After graduating from college in 1985, Eric went to Israel to volunteer for the local peace movement. He was deeply inspired by Israeli and Palestinian human rights lawyers and realized there would never be a true reconciliation if basic human rights were not protected. Returning to the U.S. to attend law school, Eric then took a job as a paralegal at an organization working to advance the civil rights of people with mental disabilities. There he developed his civil rights framework toward mental disability that would later inform his human rights approach. Through this experience, Eric found his passion—empowering communities of people with mental disabilities by working to protect their rights.

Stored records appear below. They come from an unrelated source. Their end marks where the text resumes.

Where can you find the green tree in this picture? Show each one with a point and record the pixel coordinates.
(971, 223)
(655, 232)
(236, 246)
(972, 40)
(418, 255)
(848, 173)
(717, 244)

In the 1990s at Georgetown University Law School, Eric investigated the relationship between mental disability rights and international human rights. He realized that no one was making connections between the two. Yet Eric knew there were several important and overlooked protections under international law that were applicable to people who suffered from mental disability. For Eric, it was so simple to make the link; he thought it would be easy to show the international community and human rights organizations that they had simply overlooked it. But as he began, he realized just how deep seated the discrimination and prejudices against the mentally disabled were. In 1992, on a visit to Mexico for another human rights organization, Eric took the initiative to visit the Ramirez Moreno psychiatric institution in Mexico City. The horrors he witnessed at this facility convinced him there was a desperate need to address disability rights as a human rights issue. Eric decided to use his experience working in human rights to create a new advocacy organization to fight this problem on a worldwide level. He founded MDRI in 1993.

Since then, Eric and his colleagues at MDRI have been recognized by organizations and through awards for pioneering the field of international human rights advocacy for people with disabilities and bringing tremendous international awareness to their concerns. Some of these awards include a Ford Foundation Fellowship in Public International Law (1991), Echoing Green Public Service Fellowship (1993), Kornfeld Fellowship in Bioethics (2000), Mental Health Association of New York’s Humanitarian Award (2001), Thomas J. Dodd Prize for International Justice and Human Rights (2007), the American Association of People with Disabilities Henry B. Betts Award (2008), and the Human Rights Award of the American Psychiatric Association (2009).

Eric is Vice-President of the U.S. International Council on Disability, the U.S. Affiliate of Rehabilitation International and Disabled Persons International. He served on the International Watch Advisory Committee of the U.S. National Council on Disability, and consults to the World Health Organization, UNICEF, and the UN Special Reporter on Disability.